When I look at my son I feel as if I am placing myself in the shoes of my father and I become cognizant of the special bond that has bound fathers with their children here-in-before.
I think to myself, if tragedy befell this child I am not sure I would be able to survive it. Still, my experience with my father’s death made me painfully aware that death forces human beings to reflect on the meaning of that bond and to place it into a new context in order to endure death's devastating nature.
When I lost my father I was terribly shaken. I felt that a part of me had perished. I felt very vulnerable and very mortal. My sense of security vanished because the shield between me and all my fears was gone. I now had to fend for myself. It felt like I was five years old again and I was lost in a public setting. I felt alone.
I tried to overcome my melancholy state and to come to terms with my father’s death by rationalizing it. I researched and wrote about the life expectancy of Latino males. I found that having lived to the age of 70, according to Census statistics, my father lived beyond his life expectancy. It was published in the Houston Chronicle. But the exercise did not provide much solace. As I always avoid the subject of my father’s death with my immediate family, for me, like many others, grieving became a very excruciating solitary journey.

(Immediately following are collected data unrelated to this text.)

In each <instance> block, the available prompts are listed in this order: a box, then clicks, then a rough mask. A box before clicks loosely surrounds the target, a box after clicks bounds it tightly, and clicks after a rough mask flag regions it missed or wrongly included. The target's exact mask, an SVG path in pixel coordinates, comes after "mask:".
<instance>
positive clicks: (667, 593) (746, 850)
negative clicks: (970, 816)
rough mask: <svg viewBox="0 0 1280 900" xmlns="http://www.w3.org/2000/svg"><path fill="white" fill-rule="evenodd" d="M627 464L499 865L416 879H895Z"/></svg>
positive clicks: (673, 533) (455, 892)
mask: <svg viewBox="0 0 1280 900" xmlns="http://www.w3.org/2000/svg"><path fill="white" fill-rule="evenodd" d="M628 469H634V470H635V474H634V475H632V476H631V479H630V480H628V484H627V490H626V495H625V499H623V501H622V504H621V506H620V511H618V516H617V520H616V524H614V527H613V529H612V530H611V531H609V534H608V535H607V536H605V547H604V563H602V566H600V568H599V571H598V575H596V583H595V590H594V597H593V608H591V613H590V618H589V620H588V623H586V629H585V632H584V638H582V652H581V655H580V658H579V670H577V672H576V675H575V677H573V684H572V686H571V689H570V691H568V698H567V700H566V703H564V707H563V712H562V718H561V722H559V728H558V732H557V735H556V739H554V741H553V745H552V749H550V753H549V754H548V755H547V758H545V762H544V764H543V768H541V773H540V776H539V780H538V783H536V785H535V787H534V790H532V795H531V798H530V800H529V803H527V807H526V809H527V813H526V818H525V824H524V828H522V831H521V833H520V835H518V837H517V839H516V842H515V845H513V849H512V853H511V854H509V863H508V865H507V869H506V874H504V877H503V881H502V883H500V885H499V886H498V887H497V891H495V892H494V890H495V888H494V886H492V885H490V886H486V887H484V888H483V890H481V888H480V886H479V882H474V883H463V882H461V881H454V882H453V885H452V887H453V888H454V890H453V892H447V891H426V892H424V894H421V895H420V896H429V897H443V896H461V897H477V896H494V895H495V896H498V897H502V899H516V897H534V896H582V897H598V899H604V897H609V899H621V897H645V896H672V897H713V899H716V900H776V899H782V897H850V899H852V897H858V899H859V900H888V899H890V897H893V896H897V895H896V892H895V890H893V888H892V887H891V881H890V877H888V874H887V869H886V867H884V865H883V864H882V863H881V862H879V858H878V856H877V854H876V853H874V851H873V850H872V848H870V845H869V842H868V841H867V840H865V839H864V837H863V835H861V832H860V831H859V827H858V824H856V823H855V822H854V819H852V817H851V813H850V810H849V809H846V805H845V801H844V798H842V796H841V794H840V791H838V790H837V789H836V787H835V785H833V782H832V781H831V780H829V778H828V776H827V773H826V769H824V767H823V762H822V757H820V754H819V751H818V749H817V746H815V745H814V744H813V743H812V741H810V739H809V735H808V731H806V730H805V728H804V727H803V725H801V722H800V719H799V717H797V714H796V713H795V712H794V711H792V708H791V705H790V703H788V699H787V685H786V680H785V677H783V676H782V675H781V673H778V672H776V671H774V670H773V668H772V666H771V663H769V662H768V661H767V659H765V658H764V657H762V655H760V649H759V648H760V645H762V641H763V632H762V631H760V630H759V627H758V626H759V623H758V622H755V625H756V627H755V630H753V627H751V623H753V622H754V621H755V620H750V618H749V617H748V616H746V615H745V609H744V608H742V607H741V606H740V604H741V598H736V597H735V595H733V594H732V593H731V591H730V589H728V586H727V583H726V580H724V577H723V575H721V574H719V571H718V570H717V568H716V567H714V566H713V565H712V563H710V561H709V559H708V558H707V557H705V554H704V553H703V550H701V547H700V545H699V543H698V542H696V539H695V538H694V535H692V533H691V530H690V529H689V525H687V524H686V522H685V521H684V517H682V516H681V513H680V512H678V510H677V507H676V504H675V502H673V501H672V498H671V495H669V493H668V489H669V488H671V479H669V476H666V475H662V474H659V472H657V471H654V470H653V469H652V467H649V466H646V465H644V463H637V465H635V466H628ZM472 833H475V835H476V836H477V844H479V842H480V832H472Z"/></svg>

It is going on ten years since my father died. Still, I am sometimes overwhelmed with emotion as I relive the experience every time a friend loses his father, or when I listen to the radio and I hear songs that I know he liked. Hearing those songs always make me feel spiritually close to my father. But the tears come as I recall that my father would often sing some of those songs around the house when I was a child. I often wonder if it is unhealthy to still feel such intense emotions.
Like many children, although not the oldest, I assumed the responsibility of caring for my parents. The proximity created a great closeness between me and my father. We learned to value each other’s point of view. And we grew to quietly appreciate each others’ strengths and accept our weaknesses. I was very proud of him for doing the best he could and not running away from the responsibility of providing for his children. I regret not having the courage to be able to verbalize how I felt about him when he lived next door to me. Like many fathers, in his own stoic way, he expressed how he felt in small acts that children often take for granted. For me, every morning before I left to work, he would get up and clean the windshield of the vehicle I drove. And at regular intervals, he would check every aspect of the vehicle to make sure that it was in safe working condition.
Difficult as it has been, the loss of my father taught me several things that help me place the parent-child relationship into perspective. I learned that no matter how small or large, a child’s accomplishments bring enormous joy to a father. And fathers experience immense satisfaction in knowing that they raised a child who is responsible and a productive citizen. My mother would tell me that it would always please my father greatly when my work and his last name would be the subject of stories in print, radio or television.
My father's death also made me realize that a child’s relationship with his father does not end at the time of death. Children can continue to honor their father name in every act they manifest. I also learned that the saying "time heals all wounds” is not true. Time merely provides you with an accumulation of new days to get used to the idea of not having your father physically present. I realized that the size of the scar and the rawness of the wound are directly related to the magnitude and depth of the bond that you shared with your father.
Lastly, I learned that whether physically present or not, our fathers never cease to exist. That is, death may alter our bond with our fathers, but it can never break it. Our fathers are present within us every second of the day, in our genes, in our minds and most importantly, in our hearts.